Alternativa B — ❌ Incorreta

Afirma que o juiz pode revogar a prisão preventiva somente no curso do processo e mediante requerimento das partes. Há dois erros: (1) a revogação pode ocorrer em qualquer fase, inclusive durante a investigação policial, conforme o art. 316 do CPP ("no correr da investigação ou do processo"); (2) a revogação pode ser de ofício, não dependendo de requerimento das partes. O art. 316 é expresso ao permitir que o juiz revogue a prisão "de ofício ou a pedido das partes".

Alternativa C — ❌ Incorreta

Afirma que o prazo máximo da custódia preventiva é de 10 dias, prorrogáveis por igual período. Assim como a alternativa A, fixa um prazo inexistente para a prisão preventiva. O prazo de 10 dias aparece no art. 10 do CPP (prazo para conclusão do inquérito quando o indiciado está preso) e no art. 55, § 5º, da Lei de Drogas (prazo para o juiz determinar diligências), mas não como limite da prisão preventiva. A prisão preventiva não tem prazo máximo legal.

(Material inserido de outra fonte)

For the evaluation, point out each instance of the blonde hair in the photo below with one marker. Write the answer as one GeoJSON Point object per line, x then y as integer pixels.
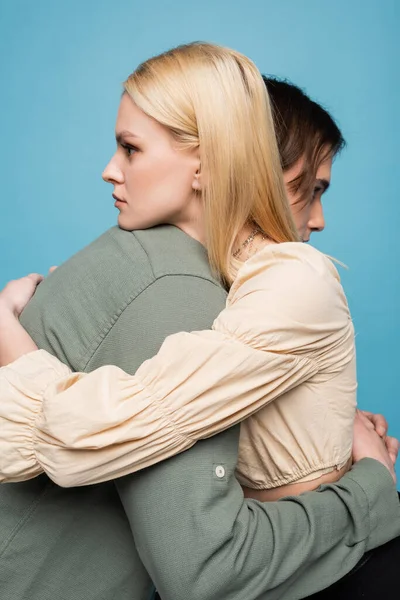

Alternativa D — ✅ Correta ⟵ GABARITO

Afirma que não há prazo definido para a prisão preventiva, mas o juiz pode revogá-la de ofício em qualquer fase da investigação ou do processo. Essa é a redação exata do art. 316 do CPP: o juiz pode revogar a prisão "de ofício ou a pedido das partes" se verificar a falta de motivo para que ela subsista, "no correr da investigação ou do processo". A ausência de prazo máximo é confirmada pela doutrina e pela jurisprudência, que reconhecem a inexistência de limite temporal legal para a prisão preventiva, sujeita apenas à revisão periódica de 90 dias prevista no parágrafo único do art. 316.

A regra de ouro para a prova: a prisão preventiva não tem prazo máximo, mas exige revisão a cada 90 dias; a prisão temporária tem prazo de 5 dias (prorrogável) ou 30 dias (hediondos). E a revogação da preventiva pode ser de ofício, a qualquer tempo.